Quando o caso reúne esses pontos, merece uma análise completa. As regras de valor, duração e pedido ao INSS estão no guia sobre quem tem direito ao auxílio-acidente.
Os direitos de quem sofre acidente de trabalho também incluem temas trabalhistas e previdenciários que ficam fora desta lista.
A MDN pode analisar a sequela, as tarefas que você exercia e os documentos do acidente para verificar se existem os requisitos do auxílio-acidente.
Falar com a equipeDúvidas frequentes
Qual CID dá direito automático ao auxílio-acidente?
Nenhum. O CID identifica a condição de saúde, mas o benefício exige sequela permanente com redução da capacidade para o trabalho habitual ou necessidade de maior esforço.
O Anexo III é uma lista fechada?
O Anexo III não é uma lista fechada.

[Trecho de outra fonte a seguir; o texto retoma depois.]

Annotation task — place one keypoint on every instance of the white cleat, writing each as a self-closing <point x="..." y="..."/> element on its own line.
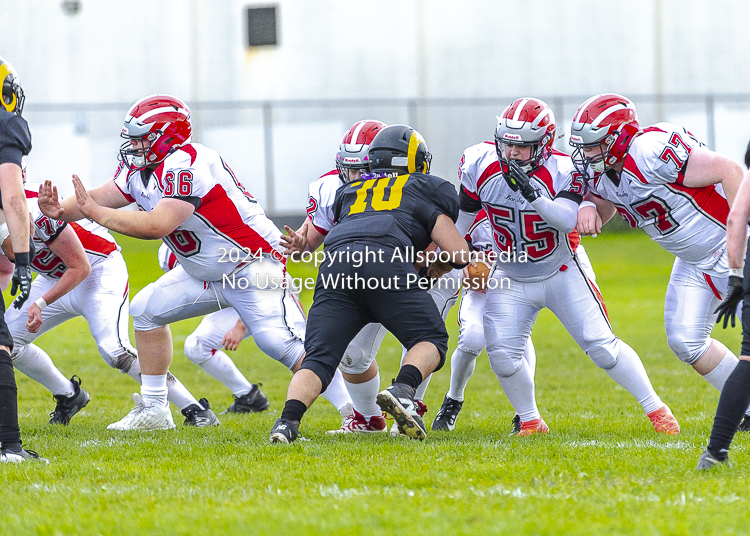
<point x="146" y="418"/>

O artigo 104 do Decreto 3.048 usa seus quadros como exemplos, enquanto os demais casos seguem a regra geral da sequela e da redução da capacidade.

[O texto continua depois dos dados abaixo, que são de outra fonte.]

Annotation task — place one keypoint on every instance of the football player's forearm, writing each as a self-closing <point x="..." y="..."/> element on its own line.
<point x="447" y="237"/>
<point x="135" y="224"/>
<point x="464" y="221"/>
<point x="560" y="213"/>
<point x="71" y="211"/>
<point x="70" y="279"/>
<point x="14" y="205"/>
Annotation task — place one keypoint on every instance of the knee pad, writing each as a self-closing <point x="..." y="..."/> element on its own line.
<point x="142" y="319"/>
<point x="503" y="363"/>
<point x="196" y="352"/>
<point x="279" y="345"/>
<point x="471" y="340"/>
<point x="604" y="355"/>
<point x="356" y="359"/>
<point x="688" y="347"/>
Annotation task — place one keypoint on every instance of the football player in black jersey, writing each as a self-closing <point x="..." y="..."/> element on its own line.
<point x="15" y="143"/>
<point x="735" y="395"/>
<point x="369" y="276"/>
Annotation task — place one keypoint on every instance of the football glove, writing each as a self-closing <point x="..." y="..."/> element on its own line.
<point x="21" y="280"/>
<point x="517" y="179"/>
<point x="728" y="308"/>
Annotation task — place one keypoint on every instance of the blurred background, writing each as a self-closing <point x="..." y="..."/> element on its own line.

Fratura dá direito ao auxílio-acidente?
A fratura pode gerar o benefício quando consolida com limitação permanente que afeta o trabalho habitual. Se o osso cicatriza sem perda funcional, a fratura isolada não preenche esse requisito.
Hérnia de disco ou doença na coluna entra na lista?
O diagnóstico de hérnia ou dor na coluna não basta. É preciso demonstrar acidente ou nexo ocupacional, sequela permanente e efeito concreto sobre as tarefas exercidas.
Perda de dedo ou da ponta do dedo pode gerar o benefício?
Sim, desde que a perda produza redução da capacidade habitual ou maior esforço. O nível da amputação, a mão dominante e as tarefas profissionais ajudam a medir a repercussão.
Sequela pequena conta?
Conta quando reduz a capacidade ou exige maior esforço no trabalho habitual. O Tema 416 do STJ afasta a exigência de um grau mínimo de lesão.
Dor crônica basta?
A dor precisa ser relacionada à lesão e traduzida em limitação funcional permanente. Um relato genérico de dor, sem explicar a tarefa afetada, deixa incompleto o requisito profissional.
Preciso ter recebido auxílio-doença antes?
Não. Ter recebido benefício por incapacidade temporária pode mudar a data inicial do pagamento, mas não é requisito para reconhecer o auxílio-acidente.